The CGI script receiving the form data at the server can check how
many files it will receive, it can check that it has enough storage
space for the files, and it can prepare a location for the storage of
the files. If the server decides not to accept the files, then the
CGI script responds with a text/html response containing an
appropriate message. If the server is ready to accept the files, it
responds with data of a new MIME type (for example:
application/x-sendfiles) that contains the paths to the files to send,
the full URL of the server, and other information relevant to the file
transfer (for example, file sizes or other data that can be used to
check if the files changed since the form was submitted). On
receiving data of this new MIME type, the browser pops open a window
displaying the file names of the files which will be sent to the
server. The user checks this list and confirms or cancels the file
transfer. Upon confirmation by the user, the browser compresses,
encodes, encrypts (in a secure version), and transmits the files to
the server using HTTP's POST. At the server, the receiving CGI script
decrypts, decodes, expands, and stores the files.

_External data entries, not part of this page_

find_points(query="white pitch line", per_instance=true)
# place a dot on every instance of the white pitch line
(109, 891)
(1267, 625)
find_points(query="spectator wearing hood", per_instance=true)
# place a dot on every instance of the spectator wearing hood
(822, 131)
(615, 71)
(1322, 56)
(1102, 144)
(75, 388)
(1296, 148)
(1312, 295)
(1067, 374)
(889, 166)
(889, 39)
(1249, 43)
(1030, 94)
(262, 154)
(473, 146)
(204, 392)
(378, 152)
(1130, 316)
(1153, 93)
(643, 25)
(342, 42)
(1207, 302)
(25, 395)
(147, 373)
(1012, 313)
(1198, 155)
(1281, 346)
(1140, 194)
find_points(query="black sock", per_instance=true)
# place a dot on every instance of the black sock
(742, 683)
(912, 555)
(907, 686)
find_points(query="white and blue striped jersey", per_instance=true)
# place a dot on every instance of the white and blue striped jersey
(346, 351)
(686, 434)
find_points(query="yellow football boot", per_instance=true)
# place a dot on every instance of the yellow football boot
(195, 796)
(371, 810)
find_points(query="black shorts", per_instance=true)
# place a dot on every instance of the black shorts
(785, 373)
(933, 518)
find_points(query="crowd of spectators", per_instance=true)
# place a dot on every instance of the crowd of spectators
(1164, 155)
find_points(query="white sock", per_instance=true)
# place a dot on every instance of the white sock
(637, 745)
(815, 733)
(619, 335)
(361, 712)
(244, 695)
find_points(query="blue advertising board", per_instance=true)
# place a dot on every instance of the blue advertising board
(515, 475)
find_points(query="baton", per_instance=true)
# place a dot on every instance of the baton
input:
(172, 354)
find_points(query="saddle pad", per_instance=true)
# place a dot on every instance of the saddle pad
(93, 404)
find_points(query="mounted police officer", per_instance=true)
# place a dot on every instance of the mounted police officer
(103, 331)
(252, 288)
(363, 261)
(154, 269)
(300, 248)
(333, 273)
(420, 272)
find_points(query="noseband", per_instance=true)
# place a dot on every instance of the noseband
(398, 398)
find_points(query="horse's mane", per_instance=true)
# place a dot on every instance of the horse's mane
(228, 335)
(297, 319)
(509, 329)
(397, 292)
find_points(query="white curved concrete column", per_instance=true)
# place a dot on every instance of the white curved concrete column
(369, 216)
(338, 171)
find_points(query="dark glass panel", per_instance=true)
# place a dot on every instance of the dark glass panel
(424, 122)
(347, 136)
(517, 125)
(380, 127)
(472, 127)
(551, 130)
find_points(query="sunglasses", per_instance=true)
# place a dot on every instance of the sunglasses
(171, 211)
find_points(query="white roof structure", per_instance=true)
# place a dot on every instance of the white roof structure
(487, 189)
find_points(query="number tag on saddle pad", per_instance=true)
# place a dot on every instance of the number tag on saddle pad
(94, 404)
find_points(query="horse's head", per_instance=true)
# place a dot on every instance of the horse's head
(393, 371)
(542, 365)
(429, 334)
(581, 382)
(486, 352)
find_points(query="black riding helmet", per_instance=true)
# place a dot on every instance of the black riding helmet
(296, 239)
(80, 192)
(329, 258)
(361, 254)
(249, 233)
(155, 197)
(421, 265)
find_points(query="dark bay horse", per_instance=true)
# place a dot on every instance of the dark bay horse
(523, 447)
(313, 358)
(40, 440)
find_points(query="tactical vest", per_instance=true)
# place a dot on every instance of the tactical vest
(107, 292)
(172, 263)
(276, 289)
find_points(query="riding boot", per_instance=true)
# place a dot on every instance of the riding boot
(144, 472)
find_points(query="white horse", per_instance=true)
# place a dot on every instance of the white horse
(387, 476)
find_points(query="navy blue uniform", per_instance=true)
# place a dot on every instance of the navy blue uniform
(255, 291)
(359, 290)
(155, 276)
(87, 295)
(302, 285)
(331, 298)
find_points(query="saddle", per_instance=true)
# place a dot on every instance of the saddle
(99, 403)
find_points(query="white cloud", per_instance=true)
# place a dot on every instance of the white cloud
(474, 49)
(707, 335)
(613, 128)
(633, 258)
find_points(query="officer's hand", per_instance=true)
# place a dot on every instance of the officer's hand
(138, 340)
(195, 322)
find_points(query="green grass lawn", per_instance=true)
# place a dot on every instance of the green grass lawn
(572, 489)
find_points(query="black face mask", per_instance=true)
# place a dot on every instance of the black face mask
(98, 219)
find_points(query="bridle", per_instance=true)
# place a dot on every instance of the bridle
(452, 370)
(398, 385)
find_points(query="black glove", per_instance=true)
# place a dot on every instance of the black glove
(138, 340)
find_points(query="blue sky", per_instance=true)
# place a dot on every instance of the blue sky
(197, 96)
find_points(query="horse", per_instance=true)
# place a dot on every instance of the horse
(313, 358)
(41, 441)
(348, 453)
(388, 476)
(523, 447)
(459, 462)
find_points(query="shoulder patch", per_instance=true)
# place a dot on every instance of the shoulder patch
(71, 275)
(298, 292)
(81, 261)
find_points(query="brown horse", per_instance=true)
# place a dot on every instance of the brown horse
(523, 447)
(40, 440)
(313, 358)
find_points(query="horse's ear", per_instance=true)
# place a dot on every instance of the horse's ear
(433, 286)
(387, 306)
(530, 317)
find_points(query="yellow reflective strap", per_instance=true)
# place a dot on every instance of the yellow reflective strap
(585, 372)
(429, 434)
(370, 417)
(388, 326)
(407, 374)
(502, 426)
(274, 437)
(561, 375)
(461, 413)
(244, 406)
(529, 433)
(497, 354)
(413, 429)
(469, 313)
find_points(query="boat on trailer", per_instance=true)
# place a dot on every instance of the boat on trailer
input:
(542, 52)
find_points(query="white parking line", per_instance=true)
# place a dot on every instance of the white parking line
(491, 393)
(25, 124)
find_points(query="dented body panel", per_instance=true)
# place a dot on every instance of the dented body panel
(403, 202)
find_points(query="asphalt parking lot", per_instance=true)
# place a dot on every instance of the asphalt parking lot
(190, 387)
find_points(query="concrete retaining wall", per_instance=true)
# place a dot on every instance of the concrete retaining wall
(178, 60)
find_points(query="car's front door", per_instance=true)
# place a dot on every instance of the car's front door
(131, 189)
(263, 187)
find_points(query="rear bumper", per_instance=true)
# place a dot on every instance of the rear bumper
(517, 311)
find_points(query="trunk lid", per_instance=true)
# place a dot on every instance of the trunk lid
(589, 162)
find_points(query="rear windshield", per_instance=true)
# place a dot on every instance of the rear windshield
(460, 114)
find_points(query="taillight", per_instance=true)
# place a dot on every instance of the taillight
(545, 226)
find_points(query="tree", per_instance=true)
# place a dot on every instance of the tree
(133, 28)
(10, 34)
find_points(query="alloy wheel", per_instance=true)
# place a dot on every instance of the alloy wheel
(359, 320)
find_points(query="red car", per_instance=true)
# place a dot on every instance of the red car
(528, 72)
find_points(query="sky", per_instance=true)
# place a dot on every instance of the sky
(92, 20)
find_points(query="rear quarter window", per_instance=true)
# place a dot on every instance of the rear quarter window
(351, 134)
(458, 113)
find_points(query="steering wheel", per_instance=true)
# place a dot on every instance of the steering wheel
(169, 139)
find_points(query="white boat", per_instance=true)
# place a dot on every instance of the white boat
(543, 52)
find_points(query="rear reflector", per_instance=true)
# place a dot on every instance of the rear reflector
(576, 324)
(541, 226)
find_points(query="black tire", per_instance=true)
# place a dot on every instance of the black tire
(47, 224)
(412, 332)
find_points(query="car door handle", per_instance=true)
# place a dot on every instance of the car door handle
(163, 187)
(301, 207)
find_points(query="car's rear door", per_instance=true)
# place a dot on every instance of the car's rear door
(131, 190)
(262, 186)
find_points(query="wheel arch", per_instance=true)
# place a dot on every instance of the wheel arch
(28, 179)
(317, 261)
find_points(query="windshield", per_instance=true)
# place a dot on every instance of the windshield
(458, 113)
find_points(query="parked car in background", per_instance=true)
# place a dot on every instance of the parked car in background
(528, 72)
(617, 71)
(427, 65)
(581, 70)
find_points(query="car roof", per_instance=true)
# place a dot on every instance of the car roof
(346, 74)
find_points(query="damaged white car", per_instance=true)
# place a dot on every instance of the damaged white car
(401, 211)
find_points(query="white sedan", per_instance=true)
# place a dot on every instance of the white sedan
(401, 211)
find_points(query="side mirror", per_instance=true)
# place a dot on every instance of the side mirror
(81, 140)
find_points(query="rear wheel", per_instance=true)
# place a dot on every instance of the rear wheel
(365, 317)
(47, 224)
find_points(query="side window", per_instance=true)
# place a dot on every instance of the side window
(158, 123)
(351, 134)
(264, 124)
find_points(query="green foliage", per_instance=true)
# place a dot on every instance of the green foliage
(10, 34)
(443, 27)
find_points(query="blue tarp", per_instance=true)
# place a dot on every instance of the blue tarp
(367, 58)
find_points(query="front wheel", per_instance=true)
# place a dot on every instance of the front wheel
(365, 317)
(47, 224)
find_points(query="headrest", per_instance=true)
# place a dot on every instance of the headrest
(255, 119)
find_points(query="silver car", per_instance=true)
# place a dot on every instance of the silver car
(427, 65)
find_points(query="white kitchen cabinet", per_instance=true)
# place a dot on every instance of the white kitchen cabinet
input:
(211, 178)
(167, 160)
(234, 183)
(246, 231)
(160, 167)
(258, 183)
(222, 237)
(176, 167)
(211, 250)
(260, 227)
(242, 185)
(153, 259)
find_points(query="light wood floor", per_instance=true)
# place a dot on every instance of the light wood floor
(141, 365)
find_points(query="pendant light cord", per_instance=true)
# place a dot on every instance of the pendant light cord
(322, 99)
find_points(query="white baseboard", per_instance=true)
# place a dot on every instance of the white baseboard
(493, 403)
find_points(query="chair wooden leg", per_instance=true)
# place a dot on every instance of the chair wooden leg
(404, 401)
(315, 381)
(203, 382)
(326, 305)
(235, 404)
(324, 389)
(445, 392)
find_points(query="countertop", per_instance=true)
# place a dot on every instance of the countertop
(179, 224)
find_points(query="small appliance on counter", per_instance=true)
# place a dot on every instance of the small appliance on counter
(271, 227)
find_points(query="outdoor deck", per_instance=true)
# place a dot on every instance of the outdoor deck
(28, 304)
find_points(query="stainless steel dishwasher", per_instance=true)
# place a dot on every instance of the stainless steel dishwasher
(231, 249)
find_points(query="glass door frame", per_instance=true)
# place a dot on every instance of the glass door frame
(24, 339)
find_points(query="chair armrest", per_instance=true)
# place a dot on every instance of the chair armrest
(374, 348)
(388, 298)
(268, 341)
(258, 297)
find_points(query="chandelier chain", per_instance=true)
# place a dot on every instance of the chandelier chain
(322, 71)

One advantage of this proposal is that, with a little effort from the
server, this implementation makes the new "file" TYPE backward
compatible. A browser which does not support this new "file" type
will just display a text entry field. The user can cut and paste
files from the file manager on his machine, or can type file paths,
into the text field. On submission of the form, the server analyzes
the name/value pairs and recognizes that it got a list of file names
in one text field instead of a set of name/value pairs with more
complete information about the files. The server can now send a
text/html response with an appropriate message, like "please ftp your
files to ... ", or "please install browser ... with file submission
support, version x.x, available at <ftp link to browser>".
Furthermore, the server can provide its own external viewer
application to send files from the client's machine to the server.
Before asking the user for files, this server asks the user if he's
using a browser which supports the "file" TYPE. If he's not, then the
server provides the user with a link to a trusted "sendfiles"
application and instructs the user to retrieve it, install it on his
machine, and configure his browser to use it as an external viewer.
For the user, this would be as easy as installing any other external
viewer of images, sound files, or whatever. Once this application is
installed, the browser responds to data of the new MIME type by
launching this external "sendfiles" application, which asks the user
to confirm transmission of the displayed files and then sends the
files to the server (after encoding, compression, etc.)

Another advantage of the proposed approach is that a server, if it
chooses, can delay the request for the files until a later form is
submitted. The server can store file information submitted with
several forms and respond with new forms until the user submits a
specific form. Then, the server responds with the new MIME type to
initiate the actual file transfer.

IV. Conclusion
The suggested implementation gives the client a lot of flexibility in
the number and types of files it can send to the server, it gives the
server control of the decision to accept the files, and it gives
servers a chance to interact with browsers which do not support INPUT
TYPE "file".

The change to the HTML DTD is very simple, but very powerful. It
enables a much greater variety of services to be implemented via the
World Wide Web than is currently possible due to the lack of a file
submission facility. This would be an extremely valuable addition to
the capabilities of the World Wide Web.